Holding Reference of ETS and reuse it in sockets

rurkss · February 11, 2021, 9:36am

Hello community!

We use phoenix and sockets in our application. and keep additional data in state of socket like that

  defp success_connect(socket, auth_data) do
    socket =
      socket
      |> assign(:current_entity, auth_data)
      ....
      ....

As far as application grows, we need to store more and more data during socket connection. So we would like to transfer data into ETS tables. We init new ETS table as soon as socket connection is done:

defp success_connect(socket, auth_data) do
    ets_ref = :ets.new(:state_store, [:set, :public, {:read_concurrency, true}])    
    
    socket =
      socket     
      |> assign(:store_ref, ets_ref)
     .....

and here comes a problem.

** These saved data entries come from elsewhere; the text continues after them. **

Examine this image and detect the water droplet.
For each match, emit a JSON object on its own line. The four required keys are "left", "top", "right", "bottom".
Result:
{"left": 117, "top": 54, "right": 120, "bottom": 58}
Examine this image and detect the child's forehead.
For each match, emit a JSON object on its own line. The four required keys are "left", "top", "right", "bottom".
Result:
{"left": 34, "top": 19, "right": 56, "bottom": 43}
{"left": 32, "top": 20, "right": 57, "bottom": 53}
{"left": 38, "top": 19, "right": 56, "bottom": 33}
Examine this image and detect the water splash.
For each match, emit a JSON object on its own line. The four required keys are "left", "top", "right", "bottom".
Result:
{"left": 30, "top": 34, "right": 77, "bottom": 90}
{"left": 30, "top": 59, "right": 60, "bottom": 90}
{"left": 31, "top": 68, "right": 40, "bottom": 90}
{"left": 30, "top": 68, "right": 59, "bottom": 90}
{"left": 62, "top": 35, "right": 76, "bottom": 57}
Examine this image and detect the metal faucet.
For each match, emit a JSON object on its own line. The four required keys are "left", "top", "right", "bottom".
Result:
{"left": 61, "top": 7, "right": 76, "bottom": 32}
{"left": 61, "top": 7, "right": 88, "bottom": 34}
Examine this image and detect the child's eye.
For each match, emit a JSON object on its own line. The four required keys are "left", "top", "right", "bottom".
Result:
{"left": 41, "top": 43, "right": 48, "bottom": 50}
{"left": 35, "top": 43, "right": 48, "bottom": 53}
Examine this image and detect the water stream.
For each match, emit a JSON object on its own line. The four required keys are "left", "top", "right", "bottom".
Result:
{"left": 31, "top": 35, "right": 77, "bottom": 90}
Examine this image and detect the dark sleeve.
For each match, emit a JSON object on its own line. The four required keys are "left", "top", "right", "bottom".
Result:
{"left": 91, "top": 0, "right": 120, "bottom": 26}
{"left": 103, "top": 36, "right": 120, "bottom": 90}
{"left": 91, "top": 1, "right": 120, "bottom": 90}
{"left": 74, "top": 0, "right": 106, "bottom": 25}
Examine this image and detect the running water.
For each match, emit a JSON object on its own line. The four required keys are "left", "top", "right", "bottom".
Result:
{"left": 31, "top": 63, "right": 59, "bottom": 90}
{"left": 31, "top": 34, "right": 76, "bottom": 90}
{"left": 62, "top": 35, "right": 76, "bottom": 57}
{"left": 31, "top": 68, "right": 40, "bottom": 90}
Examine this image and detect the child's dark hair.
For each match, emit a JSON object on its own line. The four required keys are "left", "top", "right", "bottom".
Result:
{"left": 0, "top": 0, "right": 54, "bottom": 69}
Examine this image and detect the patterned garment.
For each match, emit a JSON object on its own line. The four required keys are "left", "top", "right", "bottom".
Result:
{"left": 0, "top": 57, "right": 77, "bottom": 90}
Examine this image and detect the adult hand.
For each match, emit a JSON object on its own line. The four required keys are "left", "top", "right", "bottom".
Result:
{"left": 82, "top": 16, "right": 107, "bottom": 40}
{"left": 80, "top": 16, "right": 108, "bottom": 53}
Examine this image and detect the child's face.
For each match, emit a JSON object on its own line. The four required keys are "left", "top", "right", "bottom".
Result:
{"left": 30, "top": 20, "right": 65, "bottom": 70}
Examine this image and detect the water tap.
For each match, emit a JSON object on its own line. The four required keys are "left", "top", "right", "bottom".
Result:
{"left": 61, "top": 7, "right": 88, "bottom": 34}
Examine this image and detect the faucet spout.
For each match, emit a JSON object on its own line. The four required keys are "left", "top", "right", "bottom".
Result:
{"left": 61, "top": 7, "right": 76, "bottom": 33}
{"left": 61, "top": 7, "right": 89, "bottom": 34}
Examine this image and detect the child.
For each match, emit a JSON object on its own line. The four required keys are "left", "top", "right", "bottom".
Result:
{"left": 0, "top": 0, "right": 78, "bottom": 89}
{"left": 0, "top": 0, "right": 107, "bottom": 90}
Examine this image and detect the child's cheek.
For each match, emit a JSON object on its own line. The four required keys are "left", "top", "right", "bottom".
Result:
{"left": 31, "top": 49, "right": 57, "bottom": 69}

Inside of socket’s handle_out/handle_info/handle_in methods, we try to work with ets table, but we keep getting an error, because application does not see table by ref_id

def handle_out(event, data, socket) do
 ets_ref = socket.assigns.store_ref
 :ets.lookup(ets_ref, "some_key") -> ArgumentError, because can not retrieve table by ref_id
end

could you please explain why it is so? and how to achieve this approach?

lud · February 11, 2021, 10:48am

Generally it means that the process that created the ETS table exited. I believe that success_connect is called after connect on the socket module ?

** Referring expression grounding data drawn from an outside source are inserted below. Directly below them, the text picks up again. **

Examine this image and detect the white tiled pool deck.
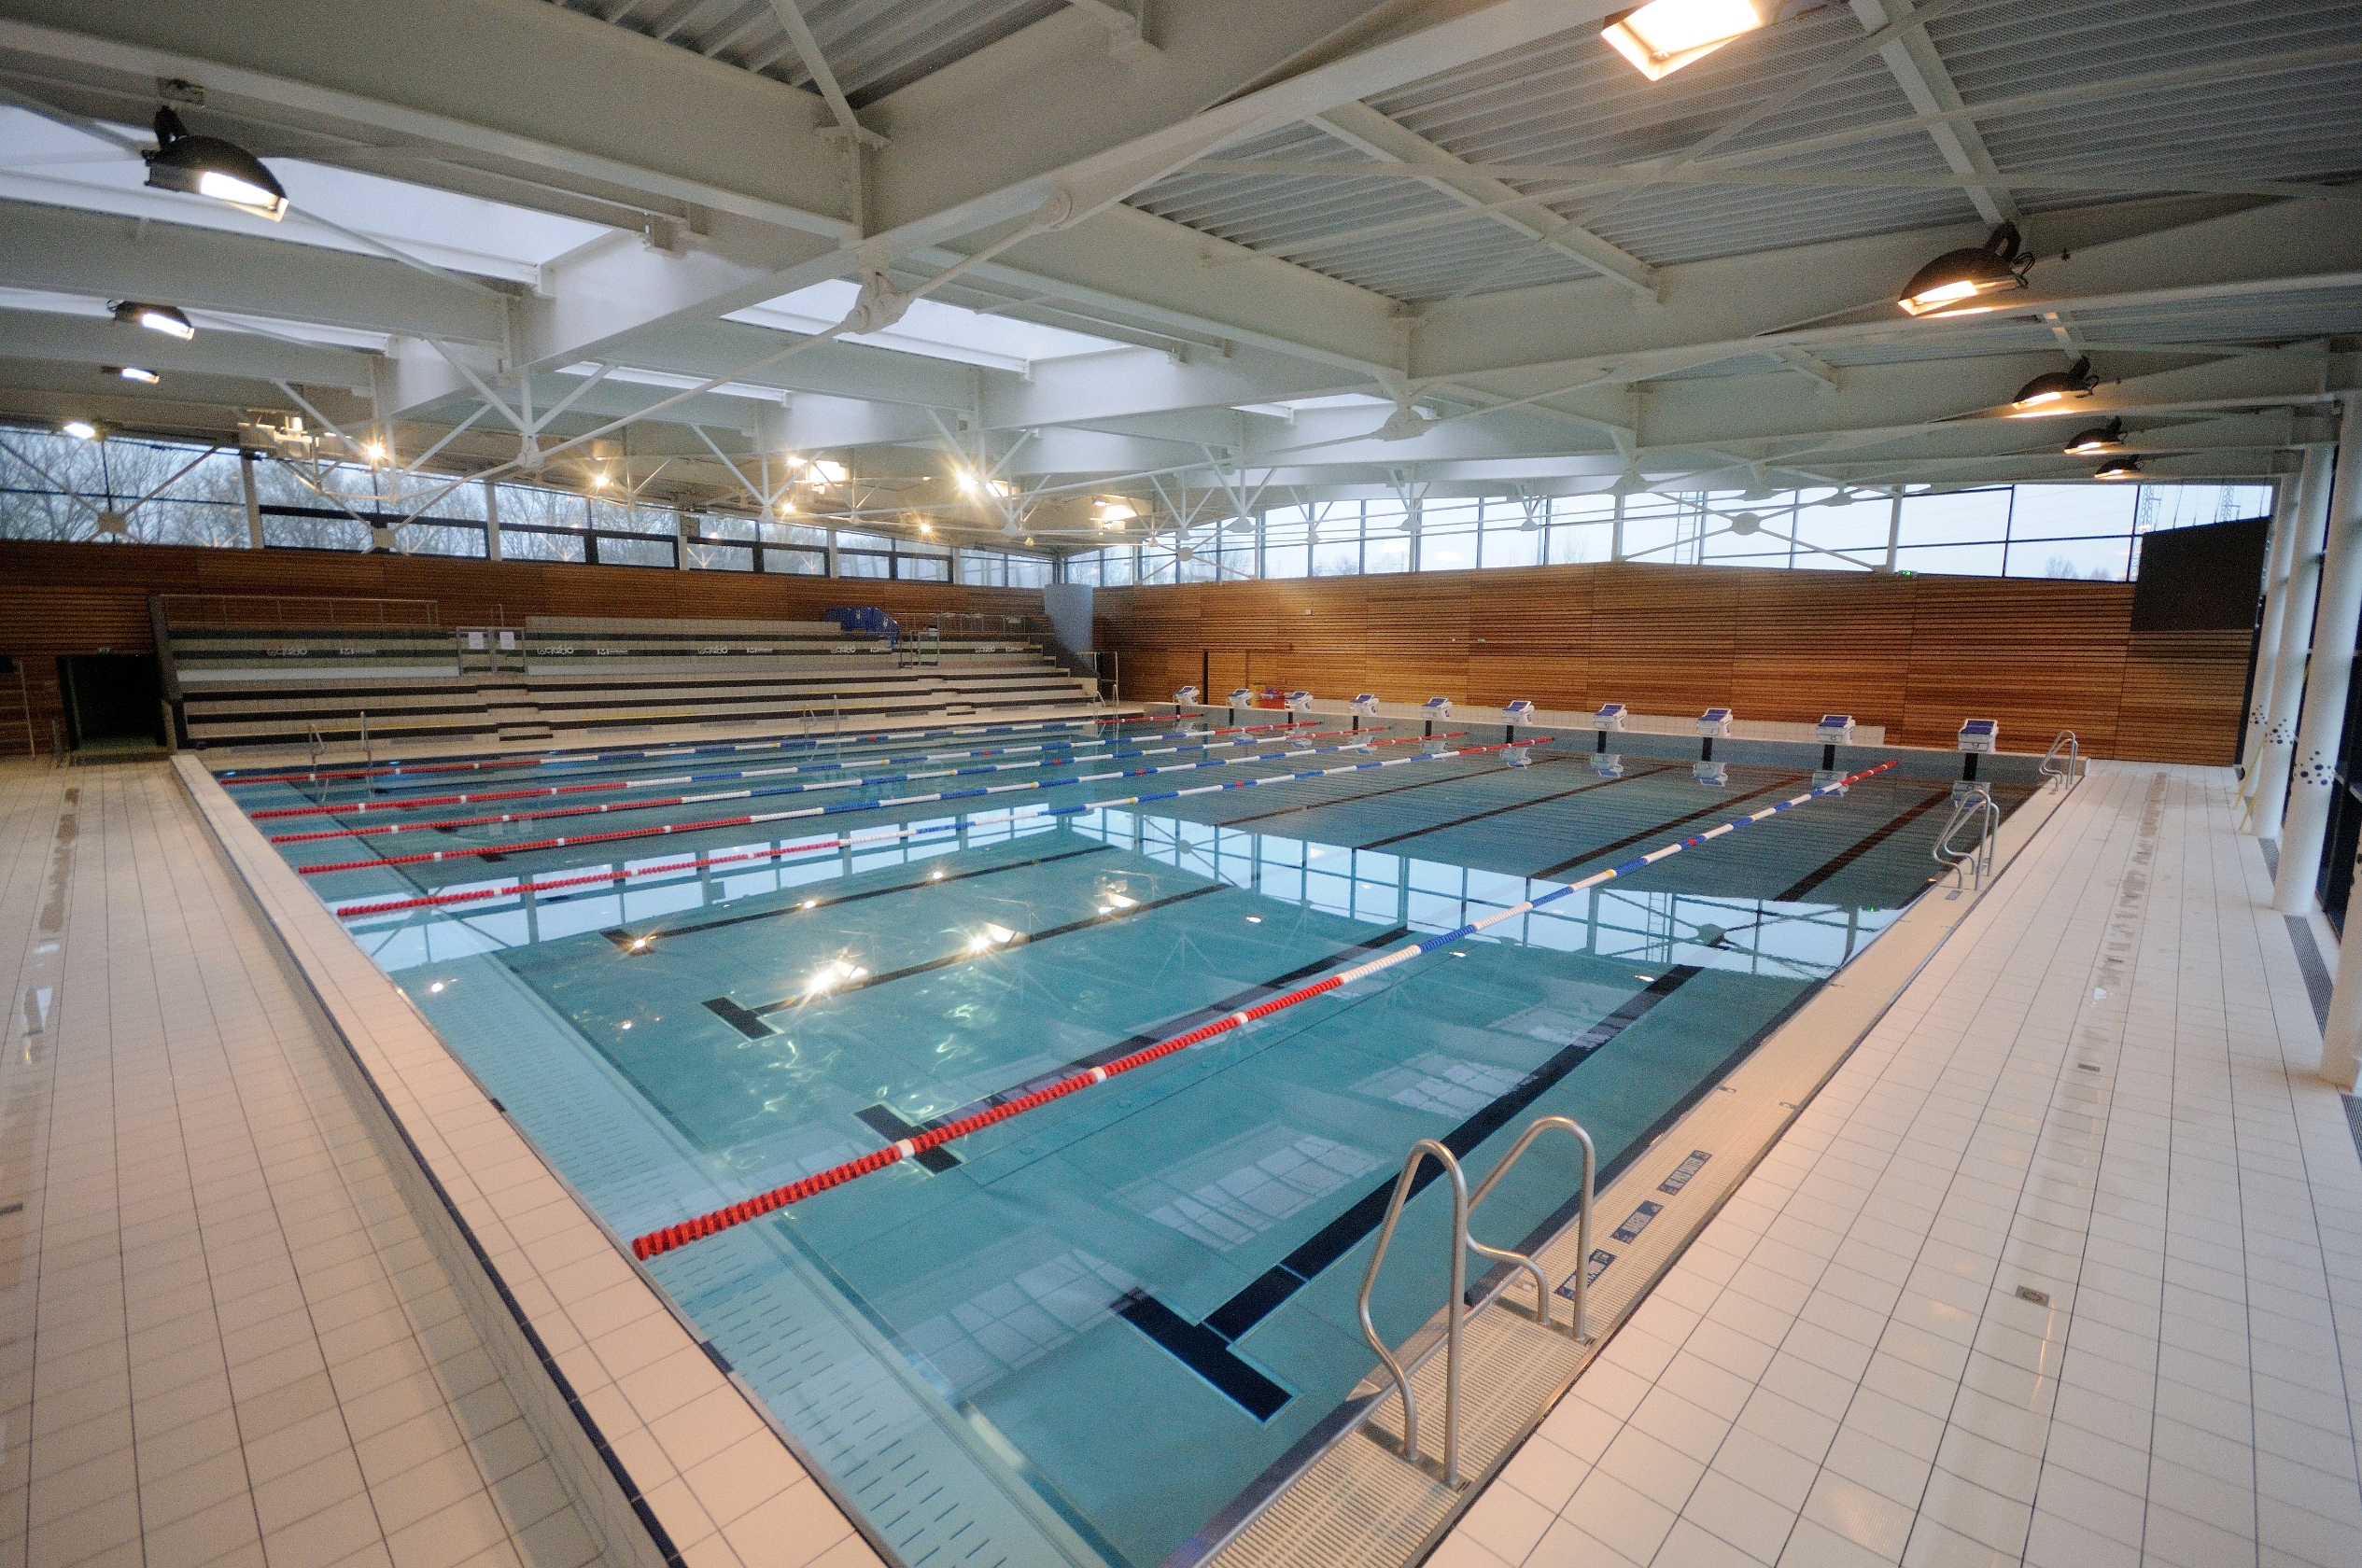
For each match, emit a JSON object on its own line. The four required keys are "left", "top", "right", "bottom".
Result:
{"left": 0, "top": 760, "right": 604, "bottom": 1568}
{"left": 1432, "top": 761, "right": 2362, "bottom": 1568}
{"left": 8, "top": 753, "right": 2358, "bottom": 1568}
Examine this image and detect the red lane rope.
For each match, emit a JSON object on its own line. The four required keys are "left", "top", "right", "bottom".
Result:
{"left": 629, "top": 758, "right": 1905, "bottom": 1260}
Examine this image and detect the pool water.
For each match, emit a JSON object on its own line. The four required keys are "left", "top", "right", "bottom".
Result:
{"left": 231, "top": 718, "right": 2029, "bottom": 1568}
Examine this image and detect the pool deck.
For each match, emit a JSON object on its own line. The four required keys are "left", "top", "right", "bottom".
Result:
{"left": 1431, "top": 761, "right": 2362, "bottom": 1568}
{"left": 8, "top": 752, "right": 2356, "bottom": 1568}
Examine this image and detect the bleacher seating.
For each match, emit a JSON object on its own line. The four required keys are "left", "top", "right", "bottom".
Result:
{"left": 166, "top": 612, "right": 1107, "bottom": 755}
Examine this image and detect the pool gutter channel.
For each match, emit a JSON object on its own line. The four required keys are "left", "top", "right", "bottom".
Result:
{"left": 1186, "top": 773, "right": 2074, "bottom": 1568}
{"left": 172, "top": 755, "right": 908, "bottom": 1568}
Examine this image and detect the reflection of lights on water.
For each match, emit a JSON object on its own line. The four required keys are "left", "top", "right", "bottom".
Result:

In that cas, this process will exit once the channel process is started. Your handle_out function is executed in the channel process, but by the time it is called, your socket process (that was just started to establish the connection) is long gone and the associated ETS table was deleted.

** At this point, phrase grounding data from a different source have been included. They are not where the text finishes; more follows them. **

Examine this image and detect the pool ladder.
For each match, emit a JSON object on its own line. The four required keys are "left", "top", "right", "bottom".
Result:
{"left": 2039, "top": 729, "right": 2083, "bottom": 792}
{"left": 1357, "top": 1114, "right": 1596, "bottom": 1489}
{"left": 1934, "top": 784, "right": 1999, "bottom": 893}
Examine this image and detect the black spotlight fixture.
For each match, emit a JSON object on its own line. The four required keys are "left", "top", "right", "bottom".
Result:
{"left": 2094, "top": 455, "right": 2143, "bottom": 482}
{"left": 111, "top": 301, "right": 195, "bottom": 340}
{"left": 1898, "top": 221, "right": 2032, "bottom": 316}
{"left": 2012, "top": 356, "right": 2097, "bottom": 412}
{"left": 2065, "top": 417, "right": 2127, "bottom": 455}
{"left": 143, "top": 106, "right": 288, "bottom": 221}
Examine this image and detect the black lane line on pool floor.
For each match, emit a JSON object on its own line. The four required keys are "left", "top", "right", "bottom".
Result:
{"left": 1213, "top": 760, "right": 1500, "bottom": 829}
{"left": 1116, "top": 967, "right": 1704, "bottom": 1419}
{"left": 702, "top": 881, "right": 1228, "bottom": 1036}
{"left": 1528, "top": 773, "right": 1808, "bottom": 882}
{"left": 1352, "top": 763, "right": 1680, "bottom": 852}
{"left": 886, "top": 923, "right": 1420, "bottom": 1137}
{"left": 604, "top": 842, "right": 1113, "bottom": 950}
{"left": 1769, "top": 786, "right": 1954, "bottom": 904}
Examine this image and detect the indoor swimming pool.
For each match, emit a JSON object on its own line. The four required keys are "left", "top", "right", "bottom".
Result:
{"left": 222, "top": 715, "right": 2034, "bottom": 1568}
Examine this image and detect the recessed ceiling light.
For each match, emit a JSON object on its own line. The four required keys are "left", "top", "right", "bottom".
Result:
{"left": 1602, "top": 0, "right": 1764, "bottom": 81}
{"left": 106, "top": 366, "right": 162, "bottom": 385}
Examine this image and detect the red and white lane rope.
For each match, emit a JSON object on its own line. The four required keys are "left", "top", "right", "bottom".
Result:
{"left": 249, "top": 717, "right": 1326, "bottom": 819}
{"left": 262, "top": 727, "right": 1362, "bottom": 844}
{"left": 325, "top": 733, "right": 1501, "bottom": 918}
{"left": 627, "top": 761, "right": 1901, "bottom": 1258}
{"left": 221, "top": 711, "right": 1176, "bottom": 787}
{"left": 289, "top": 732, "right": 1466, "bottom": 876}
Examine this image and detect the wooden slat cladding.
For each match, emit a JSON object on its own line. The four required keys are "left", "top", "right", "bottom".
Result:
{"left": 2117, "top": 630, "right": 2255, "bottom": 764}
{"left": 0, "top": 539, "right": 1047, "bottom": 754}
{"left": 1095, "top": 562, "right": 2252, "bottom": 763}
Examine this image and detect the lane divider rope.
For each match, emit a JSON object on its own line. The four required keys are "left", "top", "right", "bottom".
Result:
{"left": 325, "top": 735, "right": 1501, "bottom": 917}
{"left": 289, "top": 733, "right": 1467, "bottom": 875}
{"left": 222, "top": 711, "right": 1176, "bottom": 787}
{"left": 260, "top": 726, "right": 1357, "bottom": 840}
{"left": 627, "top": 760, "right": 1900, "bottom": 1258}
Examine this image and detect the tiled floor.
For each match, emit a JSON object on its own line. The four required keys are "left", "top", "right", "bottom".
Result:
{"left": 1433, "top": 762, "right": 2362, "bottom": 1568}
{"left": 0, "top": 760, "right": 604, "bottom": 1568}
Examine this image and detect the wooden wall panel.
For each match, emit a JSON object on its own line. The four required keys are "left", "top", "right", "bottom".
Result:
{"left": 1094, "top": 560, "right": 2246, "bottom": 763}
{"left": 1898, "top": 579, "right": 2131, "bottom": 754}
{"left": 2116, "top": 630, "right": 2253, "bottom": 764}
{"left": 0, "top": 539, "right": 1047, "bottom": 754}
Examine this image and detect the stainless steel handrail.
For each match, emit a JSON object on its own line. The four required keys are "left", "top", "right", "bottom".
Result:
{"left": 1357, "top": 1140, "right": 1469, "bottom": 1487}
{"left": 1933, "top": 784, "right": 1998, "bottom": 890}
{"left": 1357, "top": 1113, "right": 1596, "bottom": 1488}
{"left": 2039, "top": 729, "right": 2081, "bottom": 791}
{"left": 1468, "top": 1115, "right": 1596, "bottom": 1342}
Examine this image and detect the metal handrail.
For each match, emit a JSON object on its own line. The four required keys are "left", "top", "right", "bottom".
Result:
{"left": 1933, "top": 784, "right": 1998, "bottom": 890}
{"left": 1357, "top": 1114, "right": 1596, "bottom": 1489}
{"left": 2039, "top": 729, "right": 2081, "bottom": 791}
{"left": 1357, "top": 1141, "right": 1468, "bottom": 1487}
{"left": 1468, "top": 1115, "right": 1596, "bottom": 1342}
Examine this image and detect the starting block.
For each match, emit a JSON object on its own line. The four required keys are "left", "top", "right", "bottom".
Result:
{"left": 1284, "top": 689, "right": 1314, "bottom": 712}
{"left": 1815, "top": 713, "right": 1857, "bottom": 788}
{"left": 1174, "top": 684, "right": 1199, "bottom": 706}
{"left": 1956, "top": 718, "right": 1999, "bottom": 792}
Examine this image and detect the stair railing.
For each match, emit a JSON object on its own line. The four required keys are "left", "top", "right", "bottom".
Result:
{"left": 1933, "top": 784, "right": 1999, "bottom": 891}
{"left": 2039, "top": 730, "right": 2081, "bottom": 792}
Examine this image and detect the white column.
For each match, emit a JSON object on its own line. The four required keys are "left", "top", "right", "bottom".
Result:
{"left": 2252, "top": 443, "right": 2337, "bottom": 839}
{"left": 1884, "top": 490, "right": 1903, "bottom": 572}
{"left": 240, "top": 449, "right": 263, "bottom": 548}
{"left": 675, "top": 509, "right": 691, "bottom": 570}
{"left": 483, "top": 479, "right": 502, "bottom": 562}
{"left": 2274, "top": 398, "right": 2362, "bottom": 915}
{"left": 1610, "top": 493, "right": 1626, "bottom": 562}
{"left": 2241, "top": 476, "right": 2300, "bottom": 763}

rurkss · February 11, 2021, 11:29am

100% you are right, just checked it. I had to move init of ETS from socket to channel context. Thank you!

Exadra37 · February 11, 2021, 12:25pm

Or you can create a GenServer or Agent to deal with this data and still create the ets table from them, thus they could be used from the moment a request is received to mount the socket.

lud · February 11, 2021, 2:05pm

Indeed @rurkss you are creating a new ETS table per channel where you could use a single table for all your processes.

The number of available ETS tables is limited. When you create an ETS table per channel (and as it is destroyed when the channel process exists), there is no advantage doing that instead of just storing your data in assigns ; besides the table being public.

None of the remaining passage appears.